Все летчики и мотористы, находившиеся в это время на аэродроме, насторожились. Нестерова знали как человека храброго и решительного. Знали также, что летчик намерен во что бы то ни стало остановить врага.
Через несколько минут Нестеров был уже недалеко от вражеского самолета, на котором находилось три человека. Австрийские летчики заметили преследование. Испугавшись нашего пилота, решительно наступавшего на них, они повернули самолет в сторону своего расположения и начали поспешно уходить домой.
Однако уйти к себе им не удалось.
Нестеров поднялся выше неприятельского самолета и стал наседать на него сверху, намереваясь таким способом заставить противника опуститься на землю. Неприятель не выдержал и пошел вниз. Но Нестеров, увлекшись преследованием, так сблизился с неприятельским самолетом, что вдруг ударил его в крылья колесами своей машины.
Раздался треск. Машины сцепились на мгновенье и полетели вниз. Австрийский самолет с обломанным крылом был внизу и падал как-то странно, боком, все больше и больше наклоняясь носом вниз. Вот он вдруг повернулся вокруг своей оси, еще и еще раз. А потом, бешено вращаясь, устремился к земле. Машина же Нестерова выпрямилась и с неработающим мотором медленными, плавными кругами пошла на снижение. Но у самой земли она перевернулась. Летчик выпал из нее.

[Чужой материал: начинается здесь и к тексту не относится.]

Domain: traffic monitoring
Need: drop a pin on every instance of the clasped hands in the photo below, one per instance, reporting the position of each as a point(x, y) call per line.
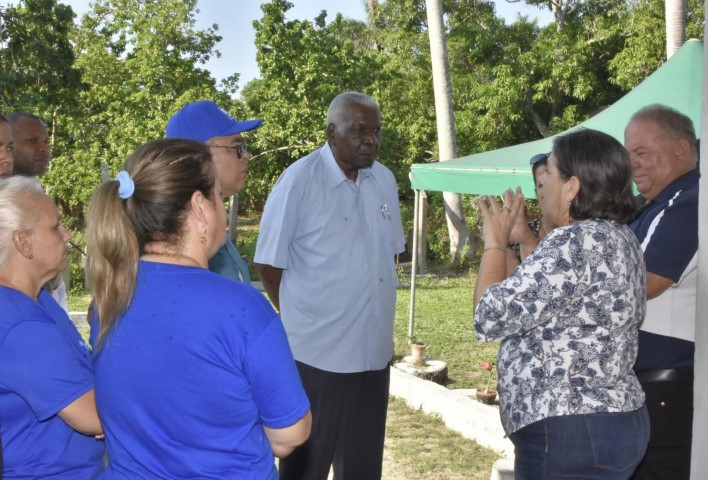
point(506, 223)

Петра Нестерова нашли недалеко от его разбитого самолета с переломленным позвоночником. Он был мертв. В нескольких километрах от него расшиблись насмерть и неприятельские летчики.
Так безоружный русский летчик Нестеров помешал врагу произвести очень важную разведку. Зга первая в истории воздушная победа стоила ему жизни. Зато своим войскам он оказал большую услугу.
Вскоре после этого на неприятельских самолетах появились пулеметы. Австрийские и немецкие летчики сделались для нас очень опасными противниками. Но в царской авиации самолеты попрежнему летали почти без вооружения. В лучшем случае выдадут тебе револьвер и скорострельный карабин. Поэтому чаще всего при встрече с врагом мы оказывались в беспомощном положении.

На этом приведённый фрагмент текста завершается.